Good mallocs do that themselves already. It's built in, they use a pool. Really good mallocs use a fast, cache-friendly pool, typically per CPU-core or per-thread.

By using a pool on top of a good malloc, you are implementing a second pool on top of the first pool. For something general purpose like a general purpoe hash table, layering pools like that often provides no advantage and some disadvantages including to performance. It's often, though not always, better to use a really good malloc

> You mention map types in other languages. They're not always implemented as a hashmap. A tree is commonly used to implement maps too.

Notably the C++ `std::map` is a tree. A later standard added `std::unordered_map` which is a hash table. The effect is many C++ programs use trees for their maps, and some C++ devs don't realise they are using a tree with O(log N) time operations instead of a hash table with O(1) time operations.

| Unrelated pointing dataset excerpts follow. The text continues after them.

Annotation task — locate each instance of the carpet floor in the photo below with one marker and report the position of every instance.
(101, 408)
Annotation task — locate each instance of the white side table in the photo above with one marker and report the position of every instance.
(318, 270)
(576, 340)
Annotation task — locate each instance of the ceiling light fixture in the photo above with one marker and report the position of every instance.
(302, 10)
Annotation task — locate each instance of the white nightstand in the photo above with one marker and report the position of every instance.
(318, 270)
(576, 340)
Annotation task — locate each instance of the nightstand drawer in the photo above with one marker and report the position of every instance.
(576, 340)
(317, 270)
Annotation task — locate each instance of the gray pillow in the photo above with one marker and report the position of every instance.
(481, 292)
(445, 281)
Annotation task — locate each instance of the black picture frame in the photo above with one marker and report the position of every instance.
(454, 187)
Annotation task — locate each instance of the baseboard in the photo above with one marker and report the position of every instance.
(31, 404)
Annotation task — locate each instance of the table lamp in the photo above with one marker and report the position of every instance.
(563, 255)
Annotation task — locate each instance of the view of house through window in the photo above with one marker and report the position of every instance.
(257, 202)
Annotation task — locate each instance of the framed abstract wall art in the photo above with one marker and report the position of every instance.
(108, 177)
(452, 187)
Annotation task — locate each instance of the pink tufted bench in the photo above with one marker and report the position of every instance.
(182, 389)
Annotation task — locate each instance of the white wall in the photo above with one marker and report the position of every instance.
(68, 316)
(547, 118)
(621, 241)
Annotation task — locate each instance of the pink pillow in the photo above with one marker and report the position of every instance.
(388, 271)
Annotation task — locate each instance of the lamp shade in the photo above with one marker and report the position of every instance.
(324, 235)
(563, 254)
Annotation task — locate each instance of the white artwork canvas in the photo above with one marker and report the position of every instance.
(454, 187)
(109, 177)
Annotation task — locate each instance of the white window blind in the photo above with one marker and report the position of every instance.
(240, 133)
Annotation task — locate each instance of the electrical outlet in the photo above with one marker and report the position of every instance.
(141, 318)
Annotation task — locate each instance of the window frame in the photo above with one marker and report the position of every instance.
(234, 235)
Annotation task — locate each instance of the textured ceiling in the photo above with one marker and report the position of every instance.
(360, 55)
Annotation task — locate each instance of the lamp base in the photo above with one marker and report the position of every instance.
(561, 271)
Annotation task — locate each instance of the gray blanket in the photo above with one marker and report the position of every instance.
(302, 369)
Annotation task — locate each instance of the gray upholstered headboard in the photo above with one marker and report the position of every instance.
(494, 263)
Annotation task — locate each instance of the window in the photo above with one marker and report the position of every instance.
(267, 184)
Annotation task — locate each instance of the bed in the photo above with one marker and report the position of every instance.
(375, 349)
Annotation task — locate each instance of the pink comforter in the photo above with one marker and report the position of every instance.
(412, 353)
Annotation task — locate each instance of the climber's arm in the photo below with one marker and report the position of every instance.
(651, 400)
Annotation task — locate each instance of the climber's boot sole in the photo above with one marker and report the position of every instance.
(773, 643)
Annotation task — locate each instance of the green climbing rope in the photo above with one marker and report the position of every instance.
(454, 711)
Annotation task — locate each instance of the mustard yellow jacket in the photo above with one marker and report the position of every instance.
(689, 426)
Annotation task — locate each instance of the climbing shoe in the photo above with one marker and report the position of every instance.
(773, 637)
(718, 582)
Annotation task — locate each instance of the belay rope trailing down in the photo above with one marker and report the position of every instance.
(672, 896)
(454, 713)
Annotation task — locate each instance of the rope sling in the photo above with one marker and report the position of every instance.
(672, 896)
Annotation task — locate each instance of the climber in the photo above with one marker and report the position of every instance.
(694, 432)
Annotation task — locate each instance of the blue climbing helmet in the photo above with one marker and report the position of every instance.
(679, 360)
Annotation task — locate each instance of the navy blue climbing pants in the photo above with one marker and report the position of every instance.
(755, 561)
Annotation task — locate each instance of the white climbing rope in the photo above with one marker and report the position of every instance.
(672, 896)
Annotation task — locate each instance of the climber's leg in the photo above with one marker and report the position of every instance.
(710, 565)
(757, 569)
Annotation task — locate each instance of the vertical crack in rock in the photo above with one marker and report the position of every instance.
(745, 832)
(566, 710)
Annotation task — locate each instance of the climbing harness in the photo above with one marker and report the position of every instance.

> Embedded environments generally avoid `malloc` and the heap entirely. You have a simple allocator on top of a fixed allotment of memory instead.

I think that's a strange way to look at it, because `malloc` is a simple allocator on top of a fixed allotment of memory when you have a fixed allotment of memory to work with. You can write whatever `malloc` and `free` functions you like to suit the situation. You don't have to use the one in libc, and small embedded environments often don't have one. E.g. I've seen extremely memory-constrained bootloaders and DSPs where there is still a function called `malloc`, but it is a very simple allocator for the situation.

In high reliability systems you might need to control the pattern of allocations in the progam so that memory use stays bounded. But in a general purpose hash table, the way to bound memory use is to control the pattern of hash table usage, i.e. the callers.